Monday, April 12, 2010

Shipwreck Syndrome

I feel like a castaway madly tidying his island hideaway as he waits for the rising tide to lift the ship of mail order brides recently grounded on the reef too far out to reach.

Sally arrives at the end of the week and ...

Rather than neatly sorting coconuts and shells into tidy piles, and raking the beach and sweeping out my hut, I’ve spent the last month arranging stones and scrap wood and other construction detritus and sweeping the cement dust out of our new garage. I’m pruning the trees in a widening gyre around the house. I’m fencing the garden against porcupines and badgers. I am putting like things with like things, making bigger neater piles from the many messy mounds around the property.

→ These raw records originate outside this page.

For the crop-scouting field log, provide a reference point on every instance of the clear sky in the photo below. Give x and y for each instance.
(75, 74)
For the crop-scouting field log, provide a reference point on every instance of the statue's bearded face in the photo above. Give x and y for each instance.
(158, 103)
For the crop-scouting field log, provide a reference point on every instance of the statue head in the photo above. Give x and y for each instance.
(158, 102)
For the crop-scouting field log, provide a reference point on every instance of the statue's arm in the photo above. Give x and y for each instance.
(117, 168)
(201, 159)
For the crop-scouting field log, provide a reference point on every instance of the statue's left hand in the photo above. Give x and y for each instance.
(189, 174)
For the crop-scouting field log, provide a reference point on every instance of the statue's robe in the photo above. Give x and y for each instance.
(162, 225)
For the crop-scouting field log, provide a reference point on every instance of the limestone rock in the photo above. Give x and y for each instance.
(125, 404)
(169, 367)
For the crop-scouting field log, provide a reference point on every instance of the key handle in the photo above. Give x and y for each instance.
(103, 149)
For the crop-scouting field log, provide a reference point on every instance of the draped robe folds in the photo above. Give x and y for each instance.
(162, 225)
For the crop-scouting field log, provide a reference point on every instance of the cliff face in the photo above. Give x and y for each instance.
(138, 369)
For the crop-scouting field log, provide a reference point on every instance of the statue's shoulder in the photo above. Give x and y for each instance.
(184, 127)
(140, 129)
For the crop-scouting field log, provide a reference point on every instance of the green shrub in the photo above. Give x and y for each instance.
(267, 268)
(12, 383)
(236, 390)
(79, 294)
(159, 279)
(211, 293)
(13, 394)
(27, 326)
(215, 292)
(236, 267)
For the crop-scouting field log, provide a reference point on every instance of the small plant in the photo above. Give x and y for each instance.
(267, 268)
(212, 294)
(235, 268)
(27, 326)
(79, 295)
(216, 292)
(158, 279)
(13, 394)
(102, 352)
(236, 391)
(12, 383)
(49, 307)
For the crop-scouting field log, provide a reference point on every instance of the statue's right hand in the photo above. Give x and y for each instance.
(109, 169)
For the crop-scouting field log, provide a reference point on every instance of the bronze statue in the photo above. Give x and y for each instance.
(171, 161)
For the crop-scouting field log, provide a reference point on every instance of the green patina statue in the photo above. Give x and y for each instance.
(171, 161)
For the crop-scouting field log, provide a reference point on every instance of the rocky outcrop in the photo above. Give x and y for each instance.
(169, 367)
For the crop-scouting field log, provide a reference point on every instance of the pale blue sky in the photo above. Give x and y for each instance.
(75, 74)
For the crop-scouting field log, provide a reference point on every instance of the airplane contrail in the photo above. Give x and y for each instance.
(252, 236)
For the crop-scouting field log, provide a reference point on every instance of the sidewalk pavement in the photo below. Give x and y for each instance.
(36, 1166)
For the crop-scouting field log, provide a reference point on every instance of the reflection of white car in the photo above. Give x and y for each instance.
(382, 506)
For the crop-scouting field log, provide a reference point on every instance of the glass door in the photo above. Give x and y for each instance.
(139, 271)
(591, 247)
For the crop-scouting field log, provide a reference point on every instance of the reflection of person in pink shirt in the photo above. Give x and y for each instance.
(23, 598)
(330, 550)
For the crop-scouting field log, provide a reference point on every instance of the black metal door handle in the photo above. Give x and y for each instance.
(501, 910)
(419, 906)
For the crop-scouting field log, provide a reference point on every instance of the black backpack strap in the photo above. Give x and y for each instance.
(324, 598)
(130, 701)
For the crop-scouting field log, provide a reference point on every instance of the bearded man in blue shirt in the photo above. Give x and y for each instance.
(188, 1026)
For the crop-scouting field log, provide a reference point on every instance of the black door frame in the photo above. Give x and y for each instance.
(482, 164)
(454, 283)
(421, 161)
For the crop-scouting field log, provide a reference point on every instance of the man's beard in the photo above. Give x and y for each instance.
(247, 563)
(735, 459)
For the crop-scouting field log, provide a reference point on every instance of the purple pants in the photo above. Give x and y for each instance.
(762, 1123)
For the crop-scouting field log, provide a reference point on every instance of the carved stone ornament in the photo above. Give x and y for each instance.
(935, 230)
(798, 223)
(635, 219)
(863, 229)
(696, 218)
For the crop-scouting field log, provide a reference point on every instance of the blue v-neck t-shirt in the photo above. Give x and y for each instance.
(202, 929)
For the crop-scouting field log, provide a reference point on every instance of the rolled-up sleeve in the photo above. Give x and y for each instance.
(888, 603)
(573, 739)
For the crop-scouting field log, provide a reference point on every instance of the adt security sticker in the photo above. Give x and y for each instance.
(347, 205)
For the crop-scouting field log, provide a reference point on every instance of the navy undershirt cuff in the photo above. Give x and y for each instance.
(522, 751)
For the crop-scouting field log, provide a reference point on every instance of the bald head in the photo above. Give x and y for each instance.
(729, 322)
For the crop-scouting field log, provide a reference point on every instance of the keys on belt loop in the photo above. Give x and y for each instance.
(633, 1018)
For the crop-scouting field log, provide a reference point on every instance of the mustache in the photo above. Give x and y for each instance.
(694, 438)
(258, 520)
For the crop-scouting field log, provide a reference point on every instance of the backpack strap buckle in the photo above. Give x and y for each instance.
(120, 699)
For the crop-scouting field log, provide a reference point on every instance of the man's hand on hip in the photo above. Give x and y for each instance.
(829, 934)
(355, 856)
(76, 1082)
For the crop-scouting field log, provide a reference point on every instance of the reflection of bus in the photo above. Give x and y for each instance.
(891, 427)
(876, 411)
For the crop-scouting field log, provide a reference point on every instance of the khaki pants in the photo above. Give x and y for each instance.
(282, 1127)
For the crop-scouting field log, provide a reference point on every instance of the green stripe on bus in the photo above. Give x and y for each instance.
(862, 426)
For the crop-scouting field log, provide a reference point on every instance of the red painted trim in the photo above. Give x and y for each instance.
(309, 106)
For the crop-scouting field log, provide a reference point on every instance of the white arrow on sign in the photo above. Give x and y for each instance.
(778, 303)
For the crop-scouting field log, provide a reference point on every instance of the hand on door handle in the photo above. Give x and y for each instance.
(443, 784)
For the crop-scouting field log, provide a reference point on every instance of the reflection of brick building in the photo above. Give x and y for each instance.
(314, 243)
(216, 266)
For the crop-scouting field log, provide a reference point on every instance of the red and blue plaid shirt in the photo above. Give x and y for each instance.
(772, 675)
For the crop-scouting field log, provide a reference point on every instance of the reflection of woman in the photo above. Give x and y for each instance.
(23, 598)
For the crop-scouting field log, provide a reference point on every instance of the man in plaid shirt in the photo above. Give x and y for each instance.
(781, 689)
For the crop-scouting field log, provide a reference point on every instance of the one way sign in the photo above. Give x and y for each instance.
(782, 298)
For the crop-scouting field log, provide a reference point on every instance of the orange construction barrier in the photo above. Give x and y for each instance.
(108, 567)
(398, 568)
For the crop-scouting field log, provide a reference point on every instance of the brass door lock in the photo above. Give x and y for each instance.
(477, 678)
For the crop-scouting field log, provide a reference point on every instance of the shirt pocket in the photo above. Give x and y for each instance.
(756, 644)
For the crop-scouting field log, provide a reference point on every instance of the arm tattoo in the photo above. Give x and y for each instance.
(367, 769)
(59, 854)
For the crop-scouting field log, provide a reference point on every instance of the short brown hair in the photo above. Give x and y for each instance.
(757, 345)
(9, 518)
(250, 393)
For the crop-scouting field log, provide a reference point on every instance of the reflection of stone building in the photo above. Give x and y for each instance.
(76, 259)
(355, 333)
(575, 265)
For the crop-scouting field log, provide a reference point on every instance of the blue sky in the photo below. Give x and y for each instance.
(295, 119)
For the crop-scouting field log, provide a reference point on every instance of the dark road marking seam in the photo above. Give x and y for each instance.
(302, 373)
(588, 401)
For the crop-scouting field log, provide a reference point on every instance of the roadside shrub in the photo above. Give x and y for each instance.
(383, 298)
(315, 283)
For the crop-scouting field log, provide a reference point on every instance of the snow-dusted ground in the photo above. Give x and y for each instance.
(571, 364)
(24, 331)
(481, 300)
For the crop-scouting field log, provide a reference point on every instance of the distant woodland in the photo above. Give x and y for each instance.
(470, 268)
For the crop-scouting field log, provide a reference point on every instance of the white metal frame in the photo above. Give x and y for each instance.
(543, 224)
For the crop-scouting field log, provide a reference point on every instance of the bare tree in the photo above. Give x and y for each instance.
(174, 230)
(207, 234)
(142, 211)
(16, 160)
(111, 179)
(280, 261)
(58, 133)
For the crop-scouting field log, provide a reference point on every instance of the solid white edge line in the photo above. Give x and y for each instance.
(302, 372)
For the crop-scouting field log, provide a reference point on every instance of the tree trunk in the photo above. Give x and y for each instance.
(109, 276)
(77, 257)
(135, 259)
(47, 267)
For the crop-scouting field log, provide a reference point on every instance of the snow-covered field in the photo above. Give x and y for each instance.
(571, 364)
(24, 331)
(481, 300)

I’m painting the bedroom. I’m building a rustic table of scrap wood for the many meals we will eat out of doors. I’m picking bits of plastic and wire and metal and glass from the soil around the worksite. I’m building stone retainer walls and dumping wheelbarrows of earth behind them from the mounds and piles that need to be flattened. I’m raking and shoveling and hoeing and flattening all the terrain left rumpled by the Brandinis and the plumbers and electricians. I’m scything the weeds that have grown a foot and a half since I got here. I’m burning prunings and rubbish.

Yesterday, I washed the dishes and my laundry.

Today I install a bathroom mirror.

On reflection, this isn't exactly what I came all the way to Tuscany to do.